Ayahnya sudah mengatakan seluruh kebenaran yang harus diketahuinya. Terlepas dari penyakit Tenri, terlepas dari hidupnya yang terlalu singkat, Edo tetap tak ‘kan mungkin bisa menikahi Tenri. Betapapun besarnya cinta yang dimilikinya terhadap gadis itu. Tenri adalah ibuku dalam bentuk yang berbeda.
“Maafkan ayah, Edo. Karena kesalahan ayah, kamu ikut menanggung akibatnya. Ini tidak seharusnya terjadi jika saja ayah lebih tegas pada ibumu.”
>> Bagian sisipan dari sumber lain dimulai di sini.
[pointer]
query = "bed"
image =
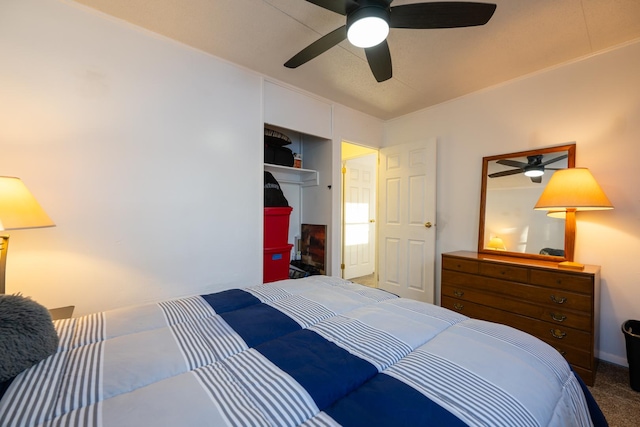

Edo tidak tahu harus mengatakan apa pada ayahnya. Ketika lampu kamar dimatikan. Matanya nyalang dalam kegelapan. Mengapa kehidupan serumit ini yang harus dia hadapi? Bayangan wajah Tenri berkelebat. Berganti-ganti dengan wajah ibunya. wujud ibunya mengejawantah di dalam diri Tenri. Meskipun waktu kebersamaan mereka terlalu singkat, tapi paling tidak, ia telah mencintai Tenri dengan caranya sendiri sebagaimana seharusnya. Jika saja Tenri memiliki waktu yang lebih lama, ia akan rela melakukan apapun demi kebahagiaan Tenri. Karena itu berarti, ia telah membahagiakan ibunya.
Edo menyerap informasi itu dan akhirnya menyadari, bahwa rupanya itulah arti dari segala keanehan yang dia alami selama ini bersama Tenri. Ketika pertama kali melihat wajah Tenri, ia merasa wajah itu pernah dilihatnya suatu waktu di masa lalunya. Ternyata wajah itu adalah wajah ibunya. ketika ia memeluk Tenri dan menghirup aroma tubuhnya, Edo merasa pernah mencium aroma seperti itu di masa lalu, ternyata itu adalah aroma tubuh ibunya. Ketika Edo melihat Tenri tertidur pulas dengan wajah yang memancarkan kedamaian, Edopun merasa pernah melihat wajah damai seperti itu di masa lalunya yang ternyata adalah wajah damai ibunya ketika tengah tertidur. Juga ketika wajahnya berada di atas tubuh Tenri, iapun merasakan sensasi yang sama. Tenri telah menghadirkan sosok ibu yang dirindukannya selama ini.
“Selamat jalan, Tenri. Selamat jalan, Ibu...” Bisiknya, dan air matanya merembes tanpa disadarinya.